Lionel Chardine

    La réalité est-elle une grimace du réel ou le réel grimace de la réalité ? Le tableau se pose là, étrangement  familier, et  me pose  la  question : j'ai déjà vécu ça, est-ce en rêve, ou suis-je déjà rêvée par le peintre ?
    Perspective décalée, le point de vue m'impose au regard une composition sans  fuite  possible.  La  profondeur  aplatie,  subvertie  la  juxtaposition  des portraits pourtant réalistes et les rend  illusoires. Illusion de  l'esprit du  temps, de notre époque, notre terreau industriel pollué, raciste et clinquant. Véritable fiction, ceci n'est pas un rêve.

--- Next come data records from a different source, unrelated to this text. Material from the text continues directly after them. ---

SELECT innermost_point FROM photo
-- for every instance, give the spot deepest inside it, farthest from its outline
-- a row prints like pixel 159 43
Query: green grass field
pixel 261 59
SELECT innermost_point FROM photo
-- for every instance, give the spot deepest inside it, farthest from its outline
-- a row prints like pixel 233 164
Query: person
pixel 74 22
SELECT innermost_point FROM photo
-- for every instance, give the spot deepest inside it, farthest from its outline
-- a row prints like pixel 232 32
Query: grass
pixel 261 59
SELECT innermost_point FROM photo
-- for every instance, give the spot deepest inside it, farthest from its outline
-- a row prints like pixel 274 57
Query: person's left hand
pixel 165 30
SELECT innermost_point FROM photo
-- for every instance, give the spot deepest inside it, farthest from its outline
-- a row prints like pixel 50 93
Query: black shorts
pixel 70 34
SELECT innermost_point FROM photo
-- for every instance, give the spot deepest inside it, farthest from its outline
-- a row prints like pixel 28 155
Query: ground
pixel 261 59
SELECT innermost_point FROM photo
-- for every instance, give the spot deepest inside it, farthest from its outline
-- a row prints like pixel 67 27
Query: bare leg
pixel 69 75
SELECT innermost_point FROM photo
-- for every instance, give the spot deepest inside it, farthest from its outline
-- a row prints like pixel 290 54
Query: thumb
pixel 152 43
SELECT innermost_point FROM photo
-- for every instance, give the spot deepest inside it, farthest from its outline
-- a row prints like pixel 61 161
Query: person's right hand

    Le regard est  clinique, des détails qui n'ont  rien à  voir  me  tirent  vers  la véracité-férocité  du  réel de  me  pousser à  l'impossible.  Ils  peignent  notre époque et le mur comme un index pointé sur les symptômes du monde. C'est  un théâtre cruel, ces teintes que l'on a vu ailleurs dans l'imagerie médicale qui  traduit l'intensité  de  la  chaleur et de la  douleur  en  couleurs ; de  même  les   citations d'actualité et de peintures de groupes sont enveloppées d'une parole qui ne finit pas.
    Le cadre est hors  sujet, sans  marges ni  marie-louises, c'est  un mur  posé  dans  un  monde  d'objets,  réalisme  dévoyé  qui  évoque  un  sur-réel : de  la  peinture concrète.